Harrington said: “It’s been a long time since I’ve encountered a novel that I was so happy to lose myself in – the storytelling is so assured, and the world of the novel so unique and genuinely individual. I knew from the moment I first encountered our heroine Orpen, pushing her injured aunt in a wheelbarrow towards the mythical Phoenix City, that I was in safe hands.  Orpen’s is a journey nothing could tear me away from, an adventure that feels timely, dramatic and thought-provoking in equal measure.

“It’s a harsh world Sarah introduces us to, a post-apocalyptic imagining of Ireland, which obviously resonates with the present, but I love the fact that her characters are battlers and survivors – although the novel is horrific at times it also makes your heart beat faster, and celebrates the strength of the women at its centre.

"I've long been impressed by Sarah as a publisher so it's particularly delightful to discover that she is such a talented and engaging storyteller. Plus it's nice to have someone I can enthuse with about Cormac McCarthy and The Terminator."

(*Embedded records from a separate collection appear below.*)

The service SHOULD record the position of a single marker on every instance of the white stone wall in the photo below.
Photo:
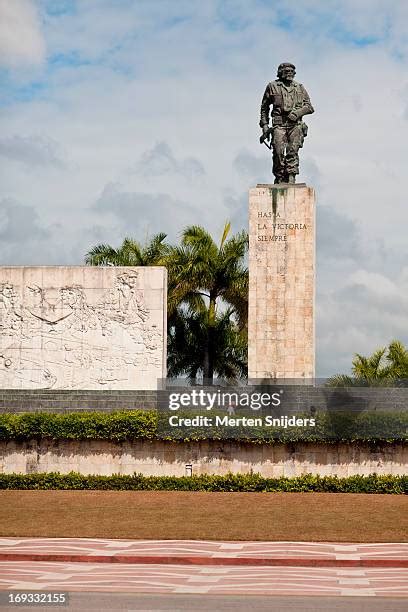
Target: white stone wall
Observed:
(208, 457)
(82, 327)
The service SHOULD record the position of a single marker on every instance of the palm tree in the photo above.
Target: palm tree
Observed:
(384, 367)
(187, 346)
(205, 277)
(130, 253)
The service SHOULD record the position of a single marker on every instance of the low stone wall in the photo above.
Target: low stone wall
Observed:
(207, 457)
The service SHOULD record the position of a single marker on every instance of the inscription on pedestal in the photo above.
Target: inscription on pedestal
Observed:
(281, 282)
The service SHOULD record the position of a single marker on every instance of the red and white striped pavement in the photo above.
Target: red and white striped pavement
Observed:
(205, 552)
(226, 580)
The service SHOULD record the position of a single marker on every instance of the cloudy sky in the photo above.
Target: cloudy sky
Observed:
(129, 117)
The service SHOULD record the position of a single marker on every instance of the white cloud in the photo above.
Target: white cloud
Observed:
(146, 95)
(32, 150)
(21, 39)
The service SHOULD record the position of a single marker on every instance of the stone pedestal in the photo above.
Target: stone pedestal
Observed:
(281, 322)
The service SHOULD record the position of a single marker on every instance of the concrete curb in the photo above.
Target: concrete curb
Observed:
(203, 560)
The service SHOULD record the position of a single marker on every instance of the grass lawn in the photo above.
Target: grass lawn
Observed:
(341, 517)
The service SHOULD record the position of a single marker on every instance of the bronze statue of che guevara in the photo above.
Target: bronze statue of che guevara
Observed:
(287, 102)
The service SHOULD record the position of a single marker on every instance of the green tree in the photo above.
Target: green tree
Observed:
(130, 253)
(386, 366)
(188, 333)
(204, 278)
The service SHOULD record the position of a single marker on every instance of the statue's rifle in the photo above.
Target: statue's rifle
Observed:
(265, 137)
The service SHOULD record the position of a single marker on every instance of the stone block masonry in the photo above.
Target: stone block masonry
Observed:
(281, 320)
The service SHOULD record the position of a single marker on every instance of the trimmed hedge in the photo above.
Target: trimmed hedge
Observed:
(331, 427)
(229, 483)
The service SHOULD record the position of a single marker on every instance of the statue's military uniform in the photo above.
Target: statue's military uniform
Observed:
(289, 134)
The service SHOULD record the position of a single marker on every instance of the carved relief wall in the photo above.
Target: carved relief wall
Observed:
(82, 327)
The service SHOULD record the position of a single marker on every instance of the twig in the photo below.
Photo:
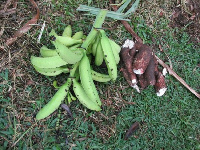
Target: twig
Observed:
(171, 72)
(42, 29)
(170, 62)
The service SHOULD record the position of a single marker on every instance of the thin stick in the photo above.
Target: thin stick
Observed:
(171, 72)
(42, 29)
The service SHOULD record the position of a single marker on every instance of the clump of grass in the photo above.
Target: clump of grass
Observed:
(170, 122)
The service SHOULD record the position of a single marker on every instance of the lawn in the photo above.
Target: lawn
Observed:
(168, 122)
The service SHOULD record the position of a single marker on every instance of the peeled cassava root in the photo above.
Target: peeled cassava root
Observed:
(141, 67)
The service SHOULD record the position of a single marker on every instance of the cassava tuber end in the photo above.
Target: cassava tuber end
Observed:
(127, 57)
(125, 74)
(160, 85)
(150, 72)
(142, 81)
(131, 83)
(128, 44)
(142, 59)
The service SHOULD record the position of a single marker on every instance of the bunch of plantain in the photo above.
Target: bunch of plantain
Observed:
(69, 56)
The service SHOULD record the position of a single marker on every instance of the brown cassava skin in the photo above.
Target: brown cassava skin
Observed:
(149, 73)
(142, 81)
(142, 58)
(127, 57)
(126, 76)
(160, 82)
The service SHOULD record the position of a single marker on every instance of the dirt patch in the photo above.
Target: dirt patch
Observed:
(187, 15)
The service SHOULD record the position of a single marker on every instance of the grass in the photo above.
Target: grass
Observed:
(170, 122)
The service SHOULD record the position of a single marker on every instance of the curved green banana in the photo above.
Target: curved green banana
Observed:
(67, 31)
(53, 33)
(55, 85)
(45, 52)
(47, 62)
(108, 56)
(116, 55)
(86, 80)
(95, 44)
(100, 77)
(51, 71)
(56, 100)
(83, 97)
(73, 47)
(67, 41)
(71, 57)
(99, 55)
(78, 35)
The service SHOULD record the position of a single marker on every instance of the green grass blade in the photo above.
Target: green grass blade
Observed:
(121, 9)
(133, 8)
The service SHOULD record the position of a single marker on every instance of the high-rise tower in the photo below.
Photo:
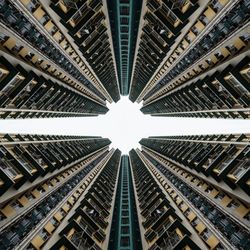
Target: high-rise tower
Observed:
(56, 59)
(207, 177)
(193, 59)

It was also announced at Frankfurt Book Fair that Lynne Drew, publishing director of HarperFiction, has bought a collection of themed new short stories by Cecelia Ahern, entitled ROAR from her agent Marianne Gunn O’Connor, to be published in autumn 2018. TV and film rights have also been sold.

The 30 stories, all titled “The Woman Who…”, pick up different facets of modern women’s lives. Each story focuses on an individual woman and the collection ranges from subjects as diverse as feeling guilty to feeling invisible.

Ahern said: “ROAR holds a fun mirror up to reality, to the moments when we’re overwhelmed by guilt, confusion, frustration, intimidation, nostalgia, invisibility, and the private moments when we feel the need to roar. Five years in the making, I’m excited to share my passion project with readers, old and new.”

Drew said: “Helen Reddy wrote ‘I am woman, hear me roar’ – this collection is Cecelia Ahern’s ROAR. These unique stories will resonate with women around the world who will recognise busy lives and voices not being heard. Cecelia’s passion runs through all 30 stories; their range illustrates her extraordinary talent and illuminates what a thoughtful, insightful and strong writer she is.”

Ahern is one of the biggest selling authors to emerge in the past 15 years. She is published in nearly 40 countries, in over 30 languages and has sold more thqan 25 million copies of her novels. In Britain alone, four of her novels have sold more than 500,000 copies and PS, I Love You has sold more than 1 million copies. Two of her books have been adapted as films and she has created several TV series. She won the Irish Book Award for Popular Fiction for The Year I Met You in 2014.